Please note that this blogpost is part of our #VTMondays series, check out our collection of past publications here.
One of the most common attack vectors to gain access to your network is through phishing emails with attachments containing malware, usually the first stage in a cyberattack kill chain. By gathering intelligence related to the latest phishing campaigns targeting our country or industry, we can prevent emails with malicious attachments reaching our company’s inboxes. This adds a security layer by reducing the burden on employees and not solely relying on their intuition to identify threats.

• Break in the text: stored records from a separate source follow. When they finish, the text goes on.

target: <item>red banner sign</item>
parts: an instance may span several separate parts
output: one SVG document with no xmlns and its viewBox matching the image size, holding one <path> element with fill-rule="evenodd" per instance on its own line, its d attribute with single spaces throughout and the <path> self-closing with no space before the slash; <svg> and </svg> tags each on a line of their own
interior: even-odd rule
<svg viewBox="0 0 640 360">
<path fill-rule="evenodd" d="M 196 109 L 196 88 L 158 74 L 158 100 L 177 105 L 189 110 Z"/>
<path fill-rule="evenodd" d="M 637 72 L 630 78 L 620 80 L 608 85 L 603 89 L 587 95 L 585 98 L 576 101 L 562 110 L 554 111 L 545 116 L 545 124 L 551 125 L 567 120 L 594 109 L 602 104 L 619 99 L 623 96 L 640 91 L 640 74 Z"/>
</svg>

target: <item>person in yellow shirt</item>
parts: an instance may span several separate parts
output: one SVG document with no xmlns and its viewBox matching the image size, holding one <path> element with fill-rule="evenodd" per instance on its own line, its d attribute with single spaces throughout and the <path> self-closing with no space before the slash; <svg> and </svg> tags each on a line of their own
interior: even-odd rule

For this we will use VT Intelligence to hunt threats targeting our email gateway. Our approach starts with a simple example and we will gradually increase its complexity. For each VT Intelligence query we provide a detailed breakdown of the new added modifiers. We encourage you to test the examples provided and to further explore new queries.
Our first basic query searches for documents (“type:document”) tagged as attachments (“tag:attachment”) and submitted from Spain (“submitter:ES”). We will use the “p” modifier (“p” is short for “positives”, referring to the number of AntiVirus detections) to discard benign attachments. In this case, we want samples with more than 5 detections to avoid false positives, however this is completely at your discretion. Finally, we will look for files first seen (“fs” as short for first submission) in the last 14 days (14d+).
Moving to the next stage, we will explore the submissions modifier to identify large-scale attacks, in this case “submissions:50” indicates the minimum number of submissions for a given file which may flag a massive phishing campaign. We use the name of an AntiVirus engine as a modifier to narrow down the results to potential blindspots. In this case, our strategy is searching for files flagged as “clean” by our AntiVirus and detected as malicious by at least 5 other engines.
Finally, we will create a bit more complex condition by combining boolean operators like OR and NOT. We search for specific document types such as docs and spreadsheets, and exclude other document types to narrow to a particular suspicious dynamic behaviour, particularly those actions associated with early stages of an attack. In this example we are searching for office documents either executing powershell or executing macros running additional files when detonated in the sandbox.
You can learn more about file search modifiers in the documentation.
As always, we would like to hear from you.
Happy hunting!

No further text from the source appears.